1998-08-28 09:54:22

by Patrik Hagglund

[permalink] [raw]
Subject: "fuzzy hashing" = skiplists in a different shape

I saw your "fuzzy hashing" implementation on Linux Weekly News
yesterday, and to me it looks much like randomized skip list. The
neigbour_next list is the first level pointer chain and hash_next is
the second level. But, there is a notable exception. Your code
contians 16 second-level lists, that is, 15 redundant ones.

> it will be as fast or cheaper _even_ in the common case than what we
> have now

? What is this common case. I can't see how your implementation would
be faster than a good implementation of a balanced search tree.

Regards,
Patrik H?gglund,
intrested in data structures and algorithms,
but not a kernel hacker (yet)


1998-08-28 21:53:31

by David S. Miller

[permalink] [raw]
Subject: Re: "fuzzy hashing" = skiplists in a different shape

Date: Fri, 28 Aug 1998 11:06:33 +0200
From: Patrik Hagglund <[email protected]>

? What is this common case.
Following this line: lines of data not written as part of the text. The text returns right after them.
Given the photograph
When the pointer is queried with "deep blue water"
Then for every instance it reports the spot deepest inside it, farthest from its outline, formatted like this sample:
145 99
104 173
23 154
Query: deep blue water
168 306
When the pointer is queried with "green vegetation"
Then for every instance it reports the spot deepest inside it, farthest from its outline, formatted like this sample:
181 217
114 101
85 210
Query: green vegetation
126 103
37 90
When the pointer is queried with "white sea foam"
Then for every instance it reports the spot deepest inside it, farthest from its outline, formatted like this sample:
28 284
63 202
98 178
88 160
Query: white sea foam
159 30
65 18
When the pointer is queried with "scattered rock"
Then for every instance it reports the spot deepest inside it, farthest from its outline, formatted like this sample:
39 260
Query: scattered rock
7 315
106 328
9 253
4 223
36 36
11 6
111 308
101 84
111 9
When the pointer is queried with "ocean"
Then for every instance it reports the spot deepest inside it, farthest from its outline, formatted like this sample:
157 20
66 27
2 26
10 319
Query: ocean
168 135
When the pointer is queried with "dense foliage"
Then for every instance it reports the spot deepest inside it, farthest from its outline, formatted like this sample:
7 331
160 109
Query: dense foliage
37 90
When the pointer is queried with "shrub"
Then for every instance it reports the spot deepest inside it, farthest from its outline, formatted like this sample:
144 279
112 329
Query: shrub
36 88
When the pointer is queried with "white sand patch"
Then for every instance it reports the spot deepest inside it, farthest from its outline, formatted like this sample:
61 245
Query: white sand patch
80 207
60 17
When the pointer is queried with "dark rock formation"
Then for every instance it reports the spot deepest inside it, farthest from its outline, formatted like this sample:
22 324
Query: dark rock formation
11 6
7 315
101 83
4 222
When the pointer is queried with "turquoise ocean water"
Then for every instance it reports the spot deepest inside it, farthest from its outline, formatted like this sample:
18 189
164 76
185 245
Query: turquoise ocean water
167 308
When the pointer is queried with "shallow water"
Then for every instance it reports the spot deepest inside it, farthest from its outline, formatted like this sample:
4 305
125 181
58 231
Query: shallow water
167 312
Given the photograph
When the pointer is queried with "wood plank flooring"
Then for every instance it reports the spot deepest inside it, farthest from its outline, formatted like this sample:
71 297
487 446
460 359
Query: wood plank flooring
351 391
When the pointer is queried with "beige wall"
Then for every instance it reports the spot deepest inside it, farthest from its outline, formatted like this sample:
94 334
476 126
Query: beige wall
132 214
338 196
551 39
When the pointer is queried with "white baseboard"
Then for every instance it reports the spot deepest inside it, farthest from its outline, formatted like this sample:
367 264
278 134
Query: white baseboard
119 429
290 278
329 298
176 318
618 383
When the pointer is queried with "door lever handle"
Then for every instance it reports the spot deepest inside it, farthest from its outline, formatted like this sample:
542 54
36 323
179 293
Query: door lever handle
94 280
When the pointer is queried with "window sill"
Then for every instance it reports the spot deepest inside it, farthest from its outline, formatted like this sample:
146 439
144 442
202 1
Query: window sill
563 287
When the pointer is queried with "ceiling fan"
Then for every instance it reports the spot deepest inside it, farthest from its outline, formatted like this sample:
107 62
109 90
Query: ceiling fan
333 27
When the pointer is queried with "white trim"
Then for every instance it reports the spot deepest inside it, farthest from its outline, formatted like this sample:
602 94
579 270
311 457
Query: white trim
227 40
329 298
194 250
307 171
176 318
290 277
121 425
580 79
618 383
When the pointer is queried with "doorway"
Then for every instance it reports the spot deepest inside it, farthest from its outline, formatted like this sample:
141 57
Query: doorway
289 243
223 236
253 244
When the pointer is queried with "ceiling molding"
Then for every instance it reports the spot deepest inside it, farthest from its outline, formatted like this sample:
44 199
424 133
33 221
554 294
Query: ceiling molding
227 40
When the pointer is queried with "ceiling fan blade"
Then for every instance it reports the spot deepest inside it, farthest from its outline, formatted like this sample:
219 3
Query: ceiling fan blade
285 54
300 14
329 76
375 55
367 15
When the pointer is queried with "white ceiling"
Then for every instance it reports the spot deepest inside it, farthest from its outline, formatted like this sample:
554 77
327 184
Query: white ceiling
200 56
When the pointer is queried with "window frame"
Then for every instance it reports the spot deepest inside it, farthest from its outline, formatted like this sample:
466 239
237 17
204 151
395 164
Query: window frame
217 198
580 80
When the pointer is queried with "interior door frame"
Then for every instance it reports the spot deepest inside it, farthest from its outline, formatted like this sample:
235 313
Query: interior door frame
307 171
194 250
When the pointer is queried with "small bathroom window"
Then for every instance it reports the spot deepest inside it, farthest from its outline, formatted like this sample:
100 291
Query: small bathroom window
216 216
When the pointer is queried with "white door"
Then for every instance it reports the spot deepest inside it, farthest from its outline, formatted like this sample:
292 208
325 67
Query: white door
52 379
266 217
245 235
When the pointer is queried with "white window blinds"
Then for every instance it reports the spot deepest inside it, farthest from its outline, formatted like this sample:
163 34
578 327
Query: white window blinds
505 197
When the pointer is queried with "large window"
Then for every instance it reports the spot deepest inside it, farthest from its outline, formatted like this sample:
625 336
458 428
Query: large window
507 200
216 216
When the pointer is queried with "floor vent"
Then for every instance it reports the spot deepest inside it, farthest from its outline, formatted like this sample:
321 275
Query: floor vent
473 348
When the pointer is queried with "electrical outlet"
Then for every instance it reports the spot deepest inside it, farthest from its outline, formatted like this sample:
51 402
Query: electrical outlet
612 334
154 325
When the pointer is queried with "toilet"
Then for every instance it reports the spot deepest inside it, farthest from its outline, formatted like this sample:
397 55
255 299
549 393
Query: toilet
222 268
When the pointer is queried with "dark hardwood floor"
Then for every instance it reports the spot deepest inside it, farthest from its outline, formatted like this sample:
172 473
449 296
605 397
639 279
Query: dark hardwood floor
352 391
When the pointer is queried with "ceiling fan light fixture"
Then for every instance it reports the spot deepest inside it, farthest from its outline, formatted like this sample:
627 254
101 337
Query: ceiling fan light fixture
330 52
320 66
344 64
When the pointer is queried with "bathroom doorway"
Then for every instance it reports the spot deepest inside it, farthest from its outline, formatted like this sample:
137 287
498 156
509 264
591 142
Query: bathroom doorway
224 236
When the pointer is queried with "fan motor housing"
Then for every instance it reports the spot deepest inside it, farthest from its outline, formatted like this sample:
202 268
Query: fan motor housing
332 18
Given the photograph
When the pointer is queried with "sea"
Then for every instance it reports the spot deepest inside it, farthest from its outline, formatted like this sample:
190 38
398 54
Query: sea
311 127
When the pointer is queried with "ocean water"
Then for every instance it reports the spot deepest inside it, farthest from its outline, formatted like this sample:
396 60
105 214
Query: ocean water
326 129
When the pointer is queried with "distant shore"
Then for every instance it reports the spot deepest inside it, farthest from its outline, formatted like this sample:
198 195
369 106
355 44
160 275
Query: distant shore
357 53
I can't see how your implementation would
be faster than a good implementation of a balanced search tree.

You said the answer, I don't have to balance anything, so
insert/delete don't cost so much like trees requiring balancing do.

I would suggest that people run through some examples, ie. take
/proc/{pid}/maps for some large process with many attachments, like
emacs or something, have a little test program setup the data
structures as if vma_insert was called in sequence for each vma, and
then pick arbitrary addresses and see what find_vma() does and how
quickly it finds the answer.

Or just print little ascii visualiziations from your test program and
try to figure out for yourself with the picture it outputs why it is
so impressive an algorithm and why it kicks the shit out of any tree
based solution for this class of problems.

Later,
David S. Miller
[email protected]